Nov. 14, 2011
One of the first things any special needs support group will teach parents is we are our child’s best advocate. A parent knows their child best, their needs, talents abilities, and in-progress skills. In so many environments, parents have to fight for others to see and/or believe what their child can do.
They saw the 3 times out of 100 when the child executed the task and try to push aside the 97 attempts where he/she came up short. They base their confidence, by working hard that 3% will jump to 5, then 10, 25 and over 50. The journey may not be fast, but what’s important is making it to the end.
I think back to the parent meeting for Conductive Education that we had almost a year ago. The Hungarian teacher, (called conductors not therapist), explained how conductive ed works, and the breakdown of each day. “The child will walk into the classroom, with the minimum amount of support needed.” Immediately, parents’ hands shoot up into the air.
“My child can’t walk, they’re in a chair.”
“My child depends on his walker, he can’t stand on his own.”
“My child has never done that before. She’s just not strong enough.”
There seems to be only two parents in the room, not voicing concern…the two who brought Conductive Ed to central Ohio, who can’t help but smile. They sit with confidence, knowing not long ago they had the same concerns. They simply look at the other parents and say, “Don’t ask me why or how, it just works.”
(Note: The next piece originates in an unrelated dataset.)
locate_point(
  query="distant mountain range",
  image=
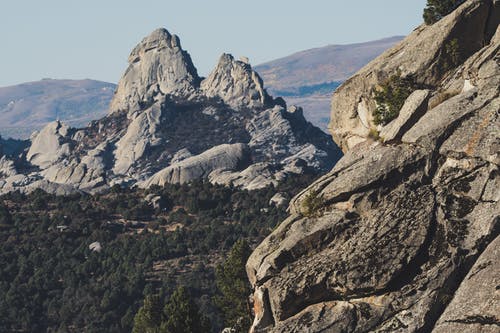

The first thought that crosses the other parents’ mind, “easy for them to say, they have to sound confident to get us to try it.” However, day-by-day, week-by-week it seems to happen. Kids breaking down their own barriers, building their personal skill set and doing things no one else thought could be done.
People often ask us why we’re willing to drive 500 miles a week, and pass by dozens of other therapy facilities and adapted activities to come out to Brighter Beginnings. The answer’s simple, did you see what Nathan just did? Two weeks ago he couldn’t do it.
Therapists have fought and fought to get Nathan to hold himself on his hands and knees. He bucks out like a donkey or flops forward, whimpering in hopes you’ll stop making him suffer. For the Conductors, he’s usually willing to try his best, because he knows they’re giving him their best as well.
We’re pushing Nathan to his limits with conductive ed, preschool, horseback riding, doctor’s appointments, and everything else. It’s that time of year when colds run rampant, and we’re hoping against hope we won't be effected. Last week, Nathan wasn’t up for the challenge several days, and his sniffling over the weekend, tells us sicker days may be ahead. Yet still, today he had a smile on his face walking through the doors.
There hasn’t been any unhappiness, no fighting, crying or trying to get out of work, even when not feeling his best. He’s back to his tough-guy/ strong-guy mode. He's giving his all and knows his work is making things possible for later on.
Nathan just celebrated his birthday and with Christmas coming up, we’re frequently asked what things are on his gift list. We try to think of toys or games which can build his skills. We rack our brains for any type of clothes that fit his skinny body better. The truth is, the staff at Brighter Beginnings for Conductive Education have probably given him one of the best gifts any special-needs child could ask for — hope.
Special need parents don’t expect much from their children for the holidays, just to try and do their best, everyday. However, the day he/she checks another skill off the list that experts said they’d never do, it’s the best gift of all.